JAKARTA,KITAKATOLIK.COM—Inti dari pendidikan adalah penguatan karakter. Begitu kesimpulan Romo Eduard Calista Ratu Dopo, SJ atas perjalanan imamatnya selama lebih dari 30 tahun yang hampir semuanya diabdikan di lembaga pendidikan, terutama di Kolese Santo Yoseph, Dili dan di Kolese Kanisius, Jakarta.
“Pengetahuan itu relatif. Tapi penanaman kharakter seperti kejujuran dan segala macam itu seperti etika, ethos kerja, semangat dan mentalitas merupakan sumbangan kita yang paling besar. Kalau pengetahuan, ‘kan sekarang terbuka lebar. Tapi bagaimana menata kharakter anak itu sulit dana penuh tantangan,” kata Direktur SMA Kanisius, Jakarta ini.

Dan pedidikan karakter itu, kata romo Edu, menuntut ketekunan, kesetiaan dan ketabahan. Seperti halnya petani, yang setelah menanam padi atau jagung, melihat dengan teliti perkembangan tanamannya, demikian pula para pendidik terhadap anak didiknya.
“Yang paling penting itu unsur pedagoginya. Melihat anak satu persatu, tidak massal, kemudian mengikuti perkembangannya. Di situ letaknya. Kalau itu tidak dilakukan, tidak ada guna semuanya,” tuturnya.
Zona damai
Dari beberapa tempat pengabdiannya, Romo Edu merasakan kolese Santo Yoseph Dili, Timor-Timur sebagai tempat yang paling mengesankannya. Bukan karena kualitas anak-anak di Timor-Timur lebih baik atau berkualitas, tapi karena tantangannya terasa lebih berat dan dinamis.
Menurut dia, semula sekolah tersebut merupakan sekolah “merah”, banyak muridnya merupakan anak kelompok Fretelin. Nah tantangan bagi romo Edu saat ditempatkan di sana adalah bagaimana merubah sekolah tersebut menjadi sekolah merah ditambah putih atau pun sebaliknya.
“Akhirnya sekolah itu menjadi sekolah campur baur. Di situ ada anak orang kemerdekaan, otonomi, dan ada juga anak pro integrasi,” jelasnya. Dia menambahkan, semua kelompok masuk ke sekolah Santo Yoseph karena mengetahui persis bahwa tidak ada misi politik dalam sekolah tersebut. Murni misi kemanusiaan.

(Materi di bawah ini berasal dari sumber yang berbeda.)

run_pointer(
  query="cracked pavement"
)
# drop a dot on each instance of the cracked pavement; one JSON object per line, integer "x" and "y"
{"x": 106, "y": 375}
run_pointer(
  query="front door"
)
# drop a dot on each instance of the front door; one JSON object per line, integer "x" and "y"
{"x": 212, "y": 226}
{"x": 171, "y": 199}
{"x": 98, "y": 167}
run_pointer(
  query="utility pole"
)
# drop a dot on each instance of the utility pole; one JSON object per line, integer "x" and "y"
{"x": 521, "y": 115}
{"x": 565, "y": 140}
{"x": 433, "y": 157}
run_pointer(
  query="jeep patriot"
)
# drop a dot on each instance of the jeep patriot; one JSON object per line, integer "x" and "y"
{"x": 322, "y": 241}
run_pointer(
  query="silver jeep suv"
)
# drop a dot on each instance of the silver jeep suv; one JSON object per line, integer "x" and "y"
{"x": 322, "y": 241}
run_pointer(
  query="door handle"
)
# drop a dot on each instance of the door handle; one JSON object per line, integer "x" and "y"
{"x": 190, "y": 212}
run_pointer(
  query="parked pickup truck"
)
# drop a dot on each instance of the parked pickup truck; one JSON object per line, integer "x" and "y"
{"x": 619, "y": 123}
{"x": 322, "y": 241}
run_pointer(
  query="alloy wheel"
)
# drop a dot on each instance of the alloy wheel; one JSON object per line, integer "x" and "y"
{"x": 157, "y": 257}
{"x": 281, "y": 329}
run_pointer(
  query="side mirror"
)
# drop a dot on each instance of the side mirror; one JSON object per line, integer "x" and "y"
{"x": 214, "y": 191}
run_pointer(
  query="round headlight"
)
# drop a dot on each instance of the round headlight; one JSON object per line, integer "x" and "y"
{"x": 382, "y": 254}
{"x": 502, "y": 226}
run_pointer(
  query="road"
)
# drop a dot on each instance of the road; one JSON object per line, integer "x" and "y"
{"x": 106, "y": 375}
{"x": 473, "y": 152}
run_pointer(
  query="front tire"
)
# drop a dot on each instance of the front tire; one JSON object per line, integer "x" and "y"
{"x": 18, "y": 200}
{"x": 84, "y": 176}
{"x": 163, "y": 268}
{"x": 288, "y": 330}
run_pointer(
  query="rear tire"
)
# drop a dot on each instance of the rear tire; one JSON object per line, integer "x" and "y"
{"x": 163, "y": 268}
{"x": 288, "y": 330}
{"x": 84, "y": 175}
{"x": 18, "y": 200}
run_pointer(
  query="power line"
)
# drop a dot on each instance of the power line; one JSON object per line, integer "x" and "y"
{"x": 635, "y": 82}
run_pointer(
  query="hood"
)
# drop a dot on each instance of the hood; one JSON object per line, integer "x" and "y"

Maka jadilah di situ berkumpul anak dari Xanana Gusmao, anak Fretelin, juga ada anak dari Abilio Soarez dan ada juga anak Eurico Guterez. Meski haluan politiknya saling berseteru, tapi mereka sepakat untuk menyekolahkan anak-anaknya di Santo Yoseph.
“Mereka mengganggap sekolah ini sebagai zona damai,” kata pastor Eduard yang menganggap pendidik sebagai panggilan hidupnya. (pamago).